The claustrophobic Oxygen tests a new direction for Netflix’s sci-fi strategy

Source Node: 856943

In a new Netflix thriller, a female scientist is stuck in a small, contained environment, and must figure out how to survive as oxygen levels become dangerously low. If this sounds familiar, it’s possible that you’ve recently watched Stowaway, the hit Netflix movie starring Anna Kendrick, the latest big-name performer to explore psychological and moral complexities in outer space. But it’s also the basic description for Oxygen, a second constricted-space, low-oxygen thriller on Netflix — and yet another instance of the streaming service colonizing territory formerly occupied by traditional studio releases.

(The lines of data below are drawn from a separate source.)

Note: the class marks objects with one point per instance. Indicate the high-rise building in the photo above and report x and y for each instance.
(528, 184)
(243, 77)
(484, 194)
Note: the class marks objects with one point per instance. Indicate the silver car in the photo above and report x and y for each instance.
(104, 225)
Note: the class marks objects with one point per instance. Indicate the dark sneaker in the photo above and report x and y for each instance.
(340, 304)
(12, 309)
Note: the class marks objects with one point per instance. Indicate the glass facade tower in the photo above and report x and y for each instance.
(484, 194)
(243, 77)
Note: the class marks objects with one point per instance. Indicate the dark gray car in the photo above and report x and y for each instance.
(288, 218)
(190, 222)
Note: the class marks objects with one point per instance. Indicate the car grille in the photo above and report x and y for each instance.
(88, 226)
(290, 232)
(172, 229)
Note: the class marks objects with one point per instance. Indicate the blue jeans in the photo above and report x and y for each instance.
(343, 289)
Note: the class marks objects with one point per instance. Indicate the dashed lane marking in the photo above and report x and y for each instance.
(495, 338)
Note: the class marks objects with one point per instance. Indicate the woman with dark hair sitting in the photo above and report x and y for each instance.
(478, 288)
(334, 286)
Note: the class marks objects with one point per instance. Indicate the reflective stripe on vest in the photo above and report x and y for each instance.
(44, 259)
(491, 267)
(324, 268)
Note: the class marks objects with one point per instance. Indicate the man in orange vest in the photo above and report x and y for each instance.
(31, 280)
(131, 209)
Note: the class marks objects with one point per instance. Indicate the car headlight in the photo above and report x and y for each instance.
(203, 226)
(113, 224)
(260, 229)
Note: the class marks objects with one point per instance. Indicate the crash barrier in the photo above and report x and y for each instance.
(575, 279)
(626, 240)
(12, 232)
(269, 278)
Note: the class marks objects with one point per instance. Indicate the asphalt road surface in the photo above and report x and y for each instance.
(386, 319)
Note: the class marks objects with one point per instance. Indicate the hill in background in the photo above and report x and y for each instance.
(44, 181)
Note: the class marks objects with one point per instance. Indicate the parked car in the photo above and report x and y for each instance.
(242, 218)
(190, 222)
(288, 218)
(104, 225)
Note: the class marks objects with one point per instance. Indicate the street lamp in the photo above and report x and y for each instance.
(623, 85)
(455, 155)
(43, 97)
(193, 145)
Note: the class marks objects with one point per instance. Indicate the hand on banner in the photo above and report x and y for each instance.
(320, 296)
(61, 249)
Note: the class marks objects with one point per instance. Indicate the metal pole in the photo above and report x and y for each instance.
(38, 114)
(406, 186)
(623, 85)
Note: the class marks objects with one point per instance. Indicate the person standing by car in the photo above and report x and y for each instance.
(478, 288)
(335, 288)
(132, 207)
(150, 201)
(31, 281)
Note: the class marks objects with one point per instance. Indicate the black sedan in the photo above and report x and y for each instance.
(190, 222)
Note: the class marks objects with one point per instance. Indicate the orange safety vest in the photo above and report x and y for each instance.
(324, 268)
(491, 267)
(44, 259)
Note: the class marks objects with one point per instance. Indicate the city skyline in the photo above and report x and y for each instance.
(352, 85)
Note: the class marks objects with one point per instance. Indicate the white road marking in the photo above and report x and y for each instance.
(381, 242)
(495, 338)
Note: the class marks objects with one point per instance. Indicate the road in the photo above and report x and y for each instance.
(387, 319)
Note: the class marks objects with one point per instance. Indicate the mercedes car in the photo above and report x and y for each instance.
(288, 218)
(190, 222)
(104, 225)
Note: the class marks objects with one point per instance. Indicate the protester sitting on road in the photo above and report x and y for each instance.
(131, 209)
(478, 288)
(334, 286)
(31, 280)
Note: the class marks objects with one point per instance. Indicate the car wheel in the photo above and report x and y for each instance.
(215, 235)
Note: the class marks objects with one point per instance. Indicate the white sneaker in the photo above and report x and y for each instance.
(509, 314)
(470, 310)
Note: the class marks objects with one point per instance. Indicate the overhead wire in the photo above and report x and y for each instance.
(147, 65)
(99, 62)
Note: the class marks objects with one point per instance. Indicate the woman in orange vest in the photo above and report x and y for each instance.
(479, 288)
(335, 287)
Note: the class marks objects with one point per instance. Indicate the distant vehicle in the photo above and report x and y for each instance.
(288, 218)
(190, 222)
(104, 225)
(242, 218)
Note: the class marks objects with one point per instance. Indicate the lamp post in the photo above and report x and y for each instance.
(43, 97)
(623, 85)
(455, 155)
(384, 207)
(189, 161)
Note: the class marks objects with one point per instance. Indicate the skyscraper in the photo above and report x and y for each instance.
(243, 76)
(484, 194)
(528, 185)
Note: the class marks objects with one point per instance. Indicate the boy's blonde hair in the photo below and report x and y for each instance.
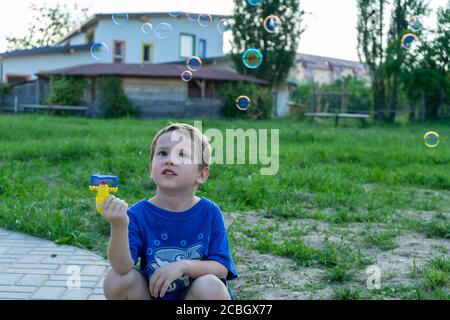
(194, 134)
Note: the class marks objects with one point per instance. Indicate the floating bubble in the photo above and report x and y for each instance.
(120, 19)
(252, 58)
(147, 28)
(224, 25)
(163, 30)
(193, 17)
(373, 17)
(99, 51)
(186, 76)
(415, 24)
(194, 63)
(204, 20)
(431, 139)
(408, 40)
(174, 14)
(243, 102)
(254, 3)
(272, 24)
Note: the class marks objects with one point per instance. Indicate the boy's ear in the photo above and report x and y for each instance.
(203, 175)
(150, 169)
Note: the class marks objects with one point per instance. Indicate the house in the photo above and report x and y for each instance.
(156, 89)
(325, 69)
(134, 48)
(136, 40)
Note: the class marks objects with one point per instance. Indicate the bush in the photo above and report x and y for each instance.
(114, 102)
(261, 100)
(66, 91)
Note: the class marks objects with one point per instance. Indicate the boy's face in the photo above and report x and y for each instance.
(175, 164)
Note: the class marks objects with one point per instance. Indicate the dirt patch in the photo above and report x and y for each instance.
(267, 276)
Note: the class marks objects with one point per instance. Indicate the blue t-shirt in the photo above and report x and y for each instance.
(158, 237)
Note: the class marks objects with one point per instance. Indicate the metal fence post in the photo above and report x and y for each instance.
(16, 104)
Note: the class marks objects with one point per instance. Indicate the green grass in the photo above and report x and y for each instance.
(338, 175)
(383, 239)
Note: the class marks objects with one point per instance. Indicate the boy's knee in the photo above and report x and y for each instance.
(115, 284)
(209, 287)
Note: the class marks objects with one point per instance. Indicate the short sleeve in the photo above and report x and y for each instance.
(134, 237)
(219, 249)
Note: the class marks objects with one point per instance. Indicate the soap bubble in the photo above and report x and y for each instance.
(431, 139)
(204, 20)
(415, 24)
(243, 102)
(174, 14)
(252, 58)
(163, 30)
(373, 17)
(120, 19)
(224, 25)
(193, 17)
(147, 28)
(194, 63)
(254, 3)
(272, 24)
(186, 75)
(99, 51)
(408, 40)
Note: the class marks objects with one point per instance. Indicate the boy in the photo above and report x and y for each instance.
(179, 238)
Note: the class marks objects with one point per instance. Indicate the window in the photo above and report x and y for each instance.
(202, 48)
(187, 45)
(12, 79)
(119, 52)
(147, 53)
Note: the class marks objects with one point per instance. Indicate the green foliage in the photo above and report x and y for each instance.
(359, 99)
(261, 100)
(404, 74)
(278, 49)
(66, 90)
(114, 102)
(49, 25)
(4, 88)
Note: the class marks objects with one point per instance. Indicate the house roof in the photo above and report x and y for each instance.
(47, 49)
(144, 16)
(150, 71)
(326, 63)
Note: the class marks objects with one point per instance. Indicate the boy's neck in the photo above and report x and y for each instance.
(174, 201)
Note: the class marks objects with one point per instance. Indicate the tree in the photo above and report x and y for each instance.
(49, 24)
(278, 49)
(370, 47)
(381, 49)
(426, 70)
(402, 11)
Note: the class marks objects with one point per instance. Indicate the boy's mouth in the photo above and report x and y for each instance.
(168, 172)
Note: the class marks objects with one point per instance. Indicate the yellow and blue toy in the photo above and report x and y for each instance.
(101, 184)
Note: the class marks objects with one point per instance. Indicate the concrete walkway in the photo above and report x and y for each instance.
(33, 268)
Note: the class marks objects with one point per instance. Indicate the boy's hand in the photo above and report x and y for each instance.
(115, 212)
(163, 277)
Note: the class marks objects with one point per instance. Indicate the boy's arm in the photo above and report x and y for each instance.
(197, 268)
(119, 255)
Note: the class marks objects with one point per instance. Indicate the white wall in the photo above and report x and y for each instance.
(165, 50)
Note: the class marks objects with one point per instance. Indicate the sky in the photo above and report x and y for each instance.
(330, 24)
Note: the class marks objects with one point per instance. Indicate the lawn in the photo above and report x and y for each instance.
(344, 198)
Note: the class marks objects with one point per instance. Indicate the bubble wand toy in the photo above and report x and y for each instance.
(101, 184)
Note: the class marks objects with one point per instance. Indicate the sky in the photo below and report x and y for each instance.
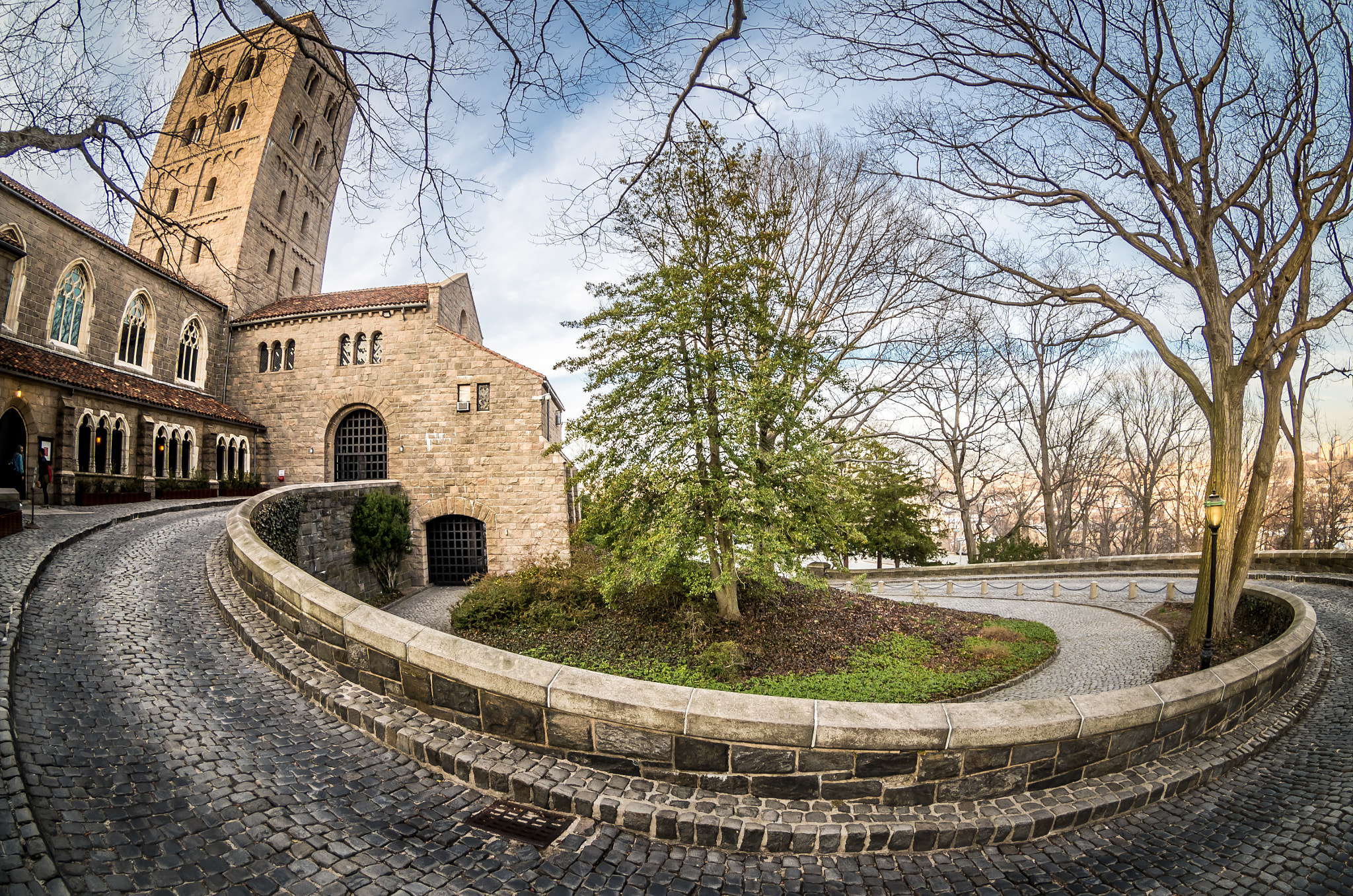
(524, 283)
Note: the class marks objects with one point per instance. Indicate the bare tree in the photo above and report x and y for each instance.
(1156, 419)
(954, 413)
(1208, 141)
(90, 81)
(1050, 355)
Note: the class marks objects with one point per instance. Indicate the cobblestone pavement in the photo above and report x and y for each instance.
(164, 759)
(1101, 649)
(429, 605)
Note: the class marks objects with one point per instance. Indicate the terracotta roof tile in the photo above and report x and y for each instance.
(329, 302)
(11, 184)
(24, 359)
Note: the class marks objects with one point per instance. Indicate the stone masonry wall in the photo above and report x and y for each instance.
(488, 464)
(892, 755)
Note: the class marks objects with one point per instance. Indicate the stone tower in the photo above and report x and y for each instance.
(248, 166)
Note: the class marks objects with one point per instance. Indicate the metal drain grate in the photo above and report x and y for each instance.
(521, 823)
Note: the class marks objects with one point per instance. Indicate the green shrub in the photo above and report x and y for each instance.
(381, 535)
(277, 524)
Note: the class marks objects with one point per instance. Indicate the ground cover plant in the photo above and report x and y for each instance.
(792, 641)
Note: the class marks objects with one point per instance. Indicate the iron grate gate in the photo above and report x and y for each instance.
(455, 549)
(360, 448)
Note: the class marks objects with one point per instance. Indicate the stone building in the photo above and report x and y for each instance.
(205, 348)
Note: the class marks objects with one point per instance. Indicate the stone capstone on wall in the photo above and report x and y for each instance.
(786, 749)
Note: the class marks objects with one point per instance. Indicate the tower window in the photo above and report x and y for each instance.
(188, 351)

Oxygen is less of a straight astronaut story than either Stowaway or last winter’s Netflix offering The Midnight Sky. Much of this French film is set inside a room so tiny that the woman (Mélanie Laurent) it contains can barely sit up, much less rise to her feet and walk around. It’s an ante-upping formal challenge for director Alexandre Aja, following his satisfying limited-location thriller Crawl, where a young woman squared off against some mean alligators in a flooded house. At first, the woman at the center of Oxygen doesn’t know any more about the capsule she’s in than the audience does. She wakes up disoriented and terrified, with only flashes of memories indicating who she is, or why she’s been wrapped in some kind of futuristic, breathable plastic. (Initially, the covered jut of her jaw looks like the silhouette of the xenomorph from Alien.) She’s been in cryo-sleep for an undetermined amount of time, and memory is slow to return.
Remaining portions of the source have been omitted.